Explore history during Doors Open Winnipeg
Visiting historic sites is one of my favourite things to do when travelling. I find it fascinating to get glimpses of the people and places that helped lay the foundations wherever I happen to be.
It’s also interesting and eye-opening to go back in time in your hometown, in order to gain a greater understanding of and appreciation for the place you call home.
Here in Winnipeg, we have a trove of heritage treasures that are architecturally, historically and culturally significant. Doors Open Winnipeg, organized by Heritage Winnipeg, is a designated weekend that allows visitors to take free tours of unique locales all over the city.
This year’s 20th anniversary event happens May 27 and 28, with 50 buildings and a dozen outdoor spaces open to visitors. All you have to do is review the doorsopenwinnipeg.ca website, decide where you want to go, note the opening times and policies, and then show up. Tickets are not required, but some locations do request pre-registration (with instructions listed on their page). Several options are designated as being wheelchair accessible.
The oldest residence in Winnipeg once belonged to the prominent Inkster family, and can be found at Seven Oaks House Museum. The foundations of the house were laid in the Parish of Kildonan in 1851, in the same spot where the Battle of Seven Oaks occurred 35 years earlier. The first log farmhouse the Inkster family lived in (circa 1831) stands nearby, and it is one of the oldest buildings in Manitoba. Both dwellings feature Old World woodwork, original-era furnishings, and period artifacts, on display in recreated rooms.
The St. James Heritage Anglican Church is the oldest log church still used for regular worship in western Canada. Situated across from present-day Polo Park Shopping Centre in St. James Cemetery, it first opened its doors in 1855. The little church was the centre of parish life in the region until 1922, when a new church was built. The original log building was restored as a Canadian centennial project in 1967, and today, reveals the original hand-hewn fitted timbers, wooden pews over 130 years old, and remnants of the original tower.

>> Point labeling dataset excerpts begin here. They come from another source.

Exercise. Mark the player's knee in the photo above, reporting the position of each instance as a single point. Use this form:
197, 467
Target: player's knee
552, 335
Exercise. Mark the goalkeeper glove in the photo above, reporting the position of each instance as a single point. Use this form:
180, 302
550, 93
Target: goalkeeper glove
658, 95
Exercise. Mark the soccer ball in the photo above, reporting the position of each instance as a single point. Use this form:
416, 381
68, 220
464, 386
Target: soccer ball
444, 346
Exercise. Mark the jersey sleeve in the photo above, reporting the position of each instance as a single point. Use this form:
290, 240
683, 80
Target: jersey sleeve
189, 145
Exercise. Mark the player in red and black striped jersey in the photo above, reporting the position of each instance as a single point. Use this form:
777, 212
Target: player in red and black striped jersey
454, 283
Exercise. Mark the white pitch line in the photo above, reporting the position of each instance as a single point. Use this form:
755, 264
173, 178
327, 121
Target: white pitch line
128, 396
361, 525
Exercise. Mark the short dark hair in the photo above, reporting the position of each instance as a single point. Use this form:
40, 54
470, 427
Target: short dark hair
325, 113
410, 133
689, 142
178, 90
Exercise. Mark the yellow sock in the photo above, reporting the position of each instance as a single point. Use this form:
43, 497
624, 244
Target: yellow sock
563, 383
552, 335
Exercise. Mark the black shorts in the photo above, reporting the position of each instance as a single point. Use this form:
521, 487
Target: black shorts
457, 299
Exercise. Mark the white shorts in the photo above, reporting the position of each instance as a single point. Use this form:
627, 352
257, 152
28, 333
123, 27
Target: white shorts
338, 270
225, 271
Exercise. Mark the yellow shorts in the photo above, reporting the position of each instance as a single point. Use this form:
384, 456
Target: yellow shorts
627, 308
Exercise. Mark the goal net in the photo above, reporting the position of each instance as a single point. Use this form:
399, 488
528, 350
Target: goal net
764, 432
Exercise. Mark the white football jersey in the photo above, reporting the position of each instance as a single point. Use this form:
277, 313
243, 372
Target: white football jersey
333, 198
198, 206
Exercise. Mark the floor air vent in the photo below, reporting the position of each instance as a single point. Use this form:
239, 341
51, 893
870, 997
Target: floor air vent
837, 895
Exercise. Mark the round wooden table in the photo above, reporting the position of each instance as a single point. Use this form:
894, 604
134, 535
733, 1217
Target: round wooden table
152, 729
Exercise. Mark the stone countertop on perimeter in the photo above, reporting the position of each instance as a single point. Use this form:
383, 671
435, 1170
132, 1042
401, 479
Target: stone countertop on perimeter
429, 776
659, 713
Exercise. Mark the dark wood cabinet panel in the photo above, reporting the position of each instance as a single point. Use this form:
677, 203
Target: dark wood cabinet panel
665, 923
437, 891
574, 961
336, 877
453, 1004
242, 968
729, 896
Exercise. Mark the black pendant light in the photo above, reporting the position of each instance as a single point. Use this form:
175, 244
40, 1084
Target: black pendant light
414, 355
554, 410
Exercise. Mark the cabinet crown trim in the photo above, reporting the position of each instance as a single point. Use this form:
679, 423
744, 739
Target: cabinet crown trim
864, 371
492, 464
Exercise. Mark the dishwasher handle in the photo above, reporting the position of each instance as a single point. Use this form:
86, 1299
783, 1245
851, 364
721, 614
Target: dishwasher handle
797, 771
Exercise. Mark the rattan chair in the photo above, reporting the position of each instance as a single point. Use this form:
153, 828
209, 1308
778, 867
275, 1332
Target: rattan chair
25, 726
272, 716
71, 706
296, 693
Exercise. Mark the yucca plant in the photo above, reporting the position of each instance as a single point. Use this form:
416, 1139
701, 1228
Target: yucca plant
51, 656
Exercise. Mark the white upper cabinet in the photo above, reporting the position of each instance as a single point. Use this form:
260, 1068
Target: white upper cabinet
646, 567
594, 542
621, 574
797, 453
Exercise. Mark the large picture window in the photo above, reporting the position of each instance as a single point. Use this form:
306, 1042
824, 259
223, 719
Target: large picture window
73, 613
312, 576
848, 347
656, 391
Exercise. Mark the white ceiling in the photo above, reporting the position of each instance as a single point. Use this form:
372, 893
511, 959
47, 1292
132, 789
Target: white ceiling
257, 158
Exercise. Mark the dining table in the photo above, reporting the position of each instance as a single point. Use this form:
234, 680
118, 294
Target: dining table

Did you know the Costume Museum of Canada is right here in Winnipeg? (I did not!) The museum’s roots go back to rural Manitoba, when the Dugald Costume Museum opened in 1983. The museum relocated to Winnipeg in 2007, and is now in the Exchange District. It’s the first museum in Canada dedicated to the collection, preservation, and presentation of clothing and textiles. Their collection of 35,000 artifacts uniquely reflects cultural identity and social history, with one of the oldest pieces being a silk taffeta dress from 1765 that depicts the elegance of the era.
Winnipeg’s very own Victorian gaol is steeped in the darkness of the crimes and punishments that occurred between 1881 and 1930. Many of the original confinement spaces still exist, including the basement that houses solitary cells that once held the worst of the lot who refused to abide by prison rules. Vaughan Street Jail is open to the public only once each year, during Doors Open Winnipeg. This tour is not intended for children, though, and the premises can be unsettling even for adults. Because even though the gallows are long gone, the disturbing stories remain to this day.